Not enough chaperones, by any means, tho...
I don't know enough about it to say. But I've seen how our high school marching band chaperones trips. They really seem to know what they're doing and have the system down pat. They are all over those kids (within reason, of course), and they're a very disciplined group to begin with. I sent my DD to Florida with them last December with very few qualms. However, I doubt I'd send my kids out of the country without DH or myself along even with that level of supervision.
My cousin was head of the music dept. in her school and also led the marching band and went on many trips. They are very disciplined, and that's not really a vacation, I think most of their time is accounted for.
Re: Natalee Holloway, I believe there were over 100 students and only 7 chaperones. Impossible mission if you ask me. Such a sad and scary story.
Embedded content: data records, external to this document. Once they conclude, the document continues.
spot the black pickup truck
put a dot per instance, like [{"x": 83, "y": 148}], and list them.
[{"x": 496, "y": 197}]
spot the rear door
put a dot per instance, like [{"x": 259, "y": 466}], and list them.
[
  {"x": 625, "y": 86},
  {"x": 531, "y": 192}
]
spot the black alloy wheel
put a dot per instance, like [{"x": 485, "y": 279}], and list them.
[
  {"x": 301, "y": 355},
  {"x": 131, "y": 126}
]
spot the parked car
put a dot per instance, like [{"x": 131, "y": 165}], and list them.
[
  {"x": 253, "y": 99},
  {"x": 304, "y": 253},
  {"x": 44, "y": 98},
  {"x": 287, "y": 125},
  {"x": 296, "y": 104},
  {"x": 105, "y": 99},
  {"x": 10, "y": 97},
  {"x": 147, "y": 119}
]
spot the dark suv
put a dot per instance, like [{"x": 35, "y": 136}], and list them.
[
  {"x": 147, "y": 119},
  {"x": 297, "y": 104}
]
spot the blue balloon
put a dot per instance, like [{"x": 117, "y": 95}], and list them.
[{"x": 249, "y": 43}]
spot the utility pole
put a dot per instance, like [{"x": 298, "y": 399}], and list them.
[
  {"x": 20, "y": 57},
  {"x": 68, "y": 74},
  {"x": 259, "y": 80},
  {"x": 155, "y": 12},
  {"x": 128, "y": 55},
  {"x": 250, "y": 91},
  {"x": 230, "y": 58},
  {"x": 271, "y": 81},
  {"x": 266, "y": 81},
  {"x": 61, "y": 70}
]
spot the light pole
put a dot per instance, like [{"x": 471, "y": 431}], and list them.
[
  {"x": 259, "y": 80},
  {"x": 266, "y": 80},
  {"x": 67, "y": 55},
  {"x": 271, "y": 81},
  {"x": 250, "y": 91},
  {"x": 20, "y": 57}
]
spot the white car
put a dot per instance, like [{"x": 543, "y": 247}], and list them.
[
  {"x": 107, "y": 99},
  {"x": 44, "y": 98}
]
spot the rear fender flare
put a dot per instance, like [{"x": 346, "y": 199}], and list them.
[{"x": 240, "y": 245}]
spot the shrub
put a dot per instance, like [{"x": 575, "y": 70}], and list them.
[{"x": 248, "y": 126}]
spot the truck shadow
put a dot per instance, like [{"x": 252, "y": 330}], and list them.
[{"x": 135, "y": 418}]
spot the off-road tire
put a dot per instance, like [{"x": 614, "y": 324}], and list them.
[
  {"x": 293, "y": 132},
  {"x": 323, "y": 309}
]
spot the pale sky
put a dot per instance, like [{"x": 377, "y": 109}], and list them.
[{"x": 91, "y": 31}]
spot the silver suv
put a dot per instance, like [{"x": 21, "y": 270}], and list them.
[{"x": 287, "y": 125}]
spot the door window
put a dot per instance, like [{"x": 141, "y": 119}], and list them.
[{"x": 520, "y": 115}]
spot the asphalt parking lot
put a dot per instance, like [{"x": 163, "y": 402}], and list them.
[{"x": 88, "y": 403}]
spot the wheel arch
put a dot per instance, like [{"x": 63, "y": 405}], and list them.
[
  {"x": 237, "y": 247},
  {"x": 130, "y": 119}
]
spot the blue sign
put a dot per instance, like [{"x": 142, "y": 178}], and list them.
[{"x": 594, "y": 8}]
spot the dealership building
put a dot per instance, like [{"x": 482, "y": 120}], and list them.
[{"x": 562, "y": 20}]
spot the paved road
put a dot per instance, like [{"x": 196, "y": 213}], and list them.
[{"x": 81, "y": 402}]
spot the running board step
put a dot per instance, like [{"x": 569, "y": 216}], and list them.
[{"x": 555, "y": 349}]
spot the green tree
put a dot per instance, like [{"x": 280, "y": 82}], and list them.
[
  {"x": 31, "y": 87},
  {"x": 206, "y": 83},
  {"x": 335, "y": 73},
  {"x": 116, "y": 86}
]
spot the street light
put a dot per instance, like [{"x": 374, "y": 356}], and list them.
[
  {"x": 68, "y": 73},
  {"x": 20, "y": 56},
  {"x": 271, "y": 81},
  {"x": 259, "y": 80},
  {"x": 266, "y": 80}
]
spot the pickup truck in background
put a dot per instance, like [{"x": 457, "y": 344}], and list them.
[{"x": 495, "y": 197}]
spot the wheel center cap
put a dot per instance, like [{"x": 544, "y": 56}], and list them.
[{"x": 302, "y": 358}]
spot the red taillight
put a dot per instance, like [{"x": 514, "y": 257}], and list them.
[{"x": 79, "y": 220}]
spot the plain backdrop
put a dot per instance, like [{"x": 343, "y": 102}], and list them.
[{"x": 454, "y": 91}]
IMHO, keeping one's room clean is not a sign of immaturity. 40s don't keep a neat house. Letting things go till the last minute is not a sign of immaturity either. The world is full of adults that do that.
If she has the money to pay for the cruise and she is earned the money herself, you can not say much about it. To expect adult supervision for 18 year olds will not happen. However, if you are supporting her and you don't have the money or her going means that you have to pay for her extras (her gas ....) then you have every right to tell her "not on my coin". You can use the ploy that she has to earn the money for the trip, all the money, while still paying for her gas, entertainment and what other items you expect her to pay for now. No advance from Mom or Dad to pay for the ticket. That might help to dampen her plans.
I would be a bit nervous about young pretty women going on cruises, even if they are in the mid 20s or older. There has been incidents and if the cruise ship is in international waters, there is very little recourse.